26th Annual Sandhill Crane Festival one of the largest in years

Apr. 1—OTHELLO — The 2024 Sandhill Crane Festival flew into town the weekend of March 22, bringing with it a flock of visitors and bird enthusiasts heading into Othello. Festival Co-chair Kurt Braunwart said this year's event had one of the largest attendances yet.

"As we lead up to it, we always worry about how it's going to go, and then we get here for the day, and the attendees are so appreciative of being able to learn about the area, learn about the wildlife, learn about the connection of people, farming, and wildlife," Braunwart said. "It's going wonderful."

The event featured numerous lectures, tours, informational booths and activities for event attendees, covering birds, nature and wildlife in the Othello area.

"(There were) a lot of topics about geology, the Ice Age flood, other birds, mammals, the interaction of that wildlife with human life, like the heritage garden talk," Braunwart said, "and then that springs into how can you do a type of local landscape garden that helps promote the native (vegetation and wildlife) as well, which helps to tie everything together."

The festival has shaken off the COVID-19 pandemic's influence.

"We've, now as of this year, I think fully recovered from the pandemic years, because the first year of the pandemic, in 2020, we had to cancel the festival 10 days before it was to occur," Braunwart said. "That was kind of disheartening, and then the next year we had a virtual (event) and then the next year a small one and last year a little bit bigger, so it's been a challenge to get back the energy to pull it off again.

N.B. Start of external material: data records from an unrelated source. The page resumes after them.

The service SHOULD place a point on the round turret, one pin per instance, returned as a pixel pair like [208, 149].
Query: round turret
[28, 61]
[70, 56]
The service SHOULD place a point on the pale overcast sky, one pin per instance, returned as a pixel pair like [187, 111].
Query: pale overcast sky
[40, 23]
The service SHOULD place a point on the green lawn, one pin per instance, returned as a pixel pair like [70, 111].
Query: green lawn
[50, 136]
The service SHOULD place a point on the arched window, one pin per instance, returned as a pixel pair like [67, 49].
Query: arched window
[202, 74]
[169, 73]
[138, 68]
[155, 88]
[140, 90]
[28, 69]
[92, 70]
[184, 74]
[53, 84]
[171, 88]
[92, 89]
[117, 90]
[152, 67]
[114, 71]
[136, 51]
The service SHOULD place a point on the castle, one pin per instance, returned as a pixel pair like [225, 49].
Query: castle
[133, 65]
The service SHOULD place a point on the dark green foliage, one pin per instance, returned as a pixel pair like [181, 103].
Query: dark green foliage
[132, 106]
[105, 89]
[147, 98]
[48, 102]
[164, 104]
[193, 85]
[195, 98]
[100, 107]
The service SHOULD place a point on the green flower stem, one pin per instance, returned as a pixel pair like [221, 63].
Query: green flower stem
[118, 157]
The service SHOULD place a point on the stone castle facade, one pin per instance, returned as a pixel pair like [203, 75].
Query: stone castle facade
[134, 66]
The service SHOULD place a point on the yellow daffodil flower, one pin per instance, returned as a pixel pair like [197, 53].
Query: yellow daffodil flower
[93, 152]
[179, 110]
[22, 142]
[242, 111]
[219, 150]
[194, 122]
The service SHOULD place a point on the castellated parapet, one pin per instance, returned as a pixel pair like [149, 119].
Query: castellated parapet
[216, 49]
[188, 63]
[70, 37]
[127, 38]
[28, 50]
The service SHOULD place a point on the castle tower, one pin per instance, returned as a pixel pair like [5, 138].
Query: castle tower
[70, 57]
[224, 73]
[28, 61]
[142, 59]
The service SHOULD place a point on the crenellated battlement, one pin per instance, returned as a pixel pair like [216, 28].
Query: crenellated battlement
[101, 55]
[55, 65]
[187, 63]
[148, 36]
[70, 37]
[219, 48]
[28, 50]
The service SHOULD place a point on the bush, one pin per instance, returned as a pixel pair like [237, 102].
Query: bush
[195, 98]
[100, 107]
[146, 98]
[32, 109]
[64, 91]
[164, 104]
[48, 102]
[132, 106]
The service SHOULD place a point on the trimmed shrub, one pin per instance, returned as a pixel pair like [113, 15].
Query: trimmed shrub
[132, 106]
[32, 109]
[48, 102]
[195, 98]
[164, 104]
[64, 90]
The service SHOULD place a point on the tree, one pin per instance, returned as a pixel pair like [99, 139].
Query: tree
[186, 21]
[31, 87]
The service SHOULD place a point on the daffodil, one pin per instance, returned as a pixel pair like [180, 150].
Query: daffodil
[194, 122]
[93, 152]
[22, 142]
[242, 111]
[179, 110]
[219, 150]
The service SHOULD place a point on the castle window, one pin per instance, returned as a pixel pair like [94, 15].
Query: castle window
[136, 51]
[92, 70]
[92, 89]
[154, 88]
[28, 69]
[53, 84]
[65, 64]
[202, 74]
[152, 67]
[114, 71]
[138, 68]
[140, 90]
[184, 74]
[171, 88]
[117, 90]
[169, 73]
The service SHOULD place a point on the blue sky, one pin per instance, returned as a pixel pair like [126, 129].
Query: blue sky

But when we get smiling faces and appreciative people and attendees, all of a sudden it puts the energy back in."

Braunwart said feedback from those attending and involved in the event was positive.

"This year rivals probably our biggest attendance," he said. "I think some of that has been spurred on in that during the pandemic people didn't get to do this, and now people are more cognizant of, 'if we've got a chance to do it, we better do it.' And we appreciate that and we're just happy that it's been a (success), but it also makes it a challenge worth doing."

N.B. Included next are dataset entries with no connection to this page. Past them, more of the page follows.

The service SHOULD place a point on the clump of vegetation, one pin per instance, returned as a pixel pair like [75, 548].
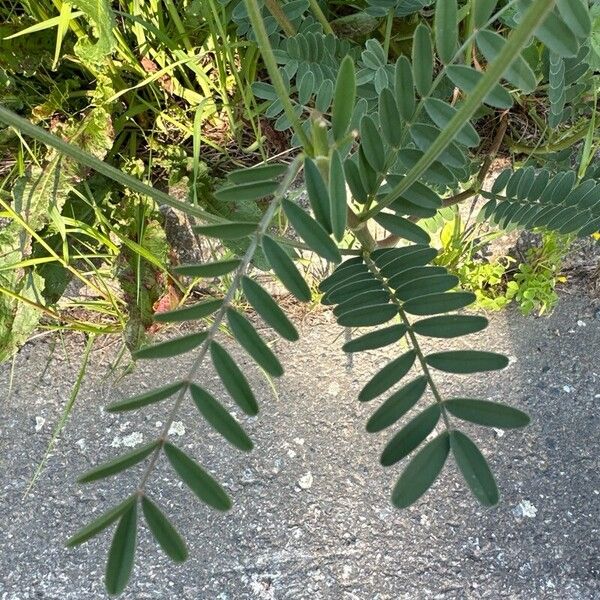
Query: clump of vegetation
[392, 110]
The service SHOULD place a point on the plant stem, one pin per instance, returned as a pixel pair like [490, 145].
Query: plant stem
[320, 16]
[280, 17]
[220, 315]
[266, 51]
[517, 40]
[411, 334]
[89, 160]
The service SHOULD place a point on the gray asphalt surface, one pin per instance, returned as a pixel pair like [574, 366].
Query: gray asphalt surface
[312, 517]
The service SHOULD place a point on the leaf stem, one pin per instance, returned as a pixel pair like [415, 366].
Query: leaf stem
[220, 315]
[515, 43]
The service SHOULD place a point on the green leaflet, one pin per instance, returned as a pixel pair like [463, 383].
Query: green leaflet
[337, 196]
[146, 398]
[411, 435]
[474, 468]
[268, 309]
[446, 29]
[101, 15]
[368, 316]
[372, 145]
[441, 113]
[256, 174]
[197, 479]
[343, 99]
[285, 269]
[421, 472]
[209, 269]
[519, 73]
[449, 326]
[311, 232]
[576, 15]
[249, 339]
[490, 414]
[227, 231]
[170, 348]
[391, 374]
[398, 404]
[220, 419]
[362, 299]
[467, 78]
[483, 10]
[164, 533]
[466, 361]
[389, 118]
[119, 464]
[101, 523]
[254, 190]
[403, 227]
[233, 379]
[422, 59]
[357, 285]
[187, 313]
[122, 552]
[426, 285]
[318, 195]
[432, 304]
[406, 276]
[376, 339]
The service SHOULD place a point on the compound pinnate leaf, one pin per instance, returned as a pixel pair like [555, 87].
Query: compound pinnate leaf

Jenny Bell, who was attending the event with her son, Garrett, said she came from out of town for the festival.

"We've really liked it," she said. "We drove an hour and a half to get here and so far we've done all kinds of fun crafts, like (making) butterflies and snakes. It's been really great so far ... And we think we saw a flock of sandhill cranes in the distance when we were driving here."

Meredith Shafer, a counselor at McFarland Middle School, was making crafts with her daughter, Neko.

"It's great. We started off by talking to some people from the (Columbia National) Wildlife Refuge, and then we came around into the crafts, and so far so good," she said.

Event attendees Barbara Culp and Theresa Connolly said the event was going well.

"I'm loving it," Culp said. "This is my first time here and it's terrific."

Connolly said it was also her first time at the festival, and she came down from Anacortes to attend it.

"We were going to come the year the pandemic struck," she said, "So now, here we are."

Both Connolly and Culp said their bus tour was one of their favorite parts of the festival.

"We went on a bus tour to see the cranes and the (guide) told us about the agricultural aspects here, which interested me," she said.

As for setting the event up, Braunwart said the festival doesn't usually have issues finding volunteers in Othello.

"We get up to around 400 volunteers that get involved with this, and they work for about two-thirds of the year doing it, more intensively right now," Braunwart said. "It's probably because of what we've all recognized. This is an opportunity not only to show off our area but to build community in our own town of Othello ... It's an opportunity to show off what we appreciate about nature in this area."

Braunwart elaborated on what else the event does for the community.

"The other thing that's nice about (the event), is it shows off how agriculture here is learning how and wanting to do an even better job of farming with nature, which we really want to be able to do and which people in the city want to know that we're trying to do," he said. "How can we (enjoy recreation) in combination with nature, not just in place of (it)."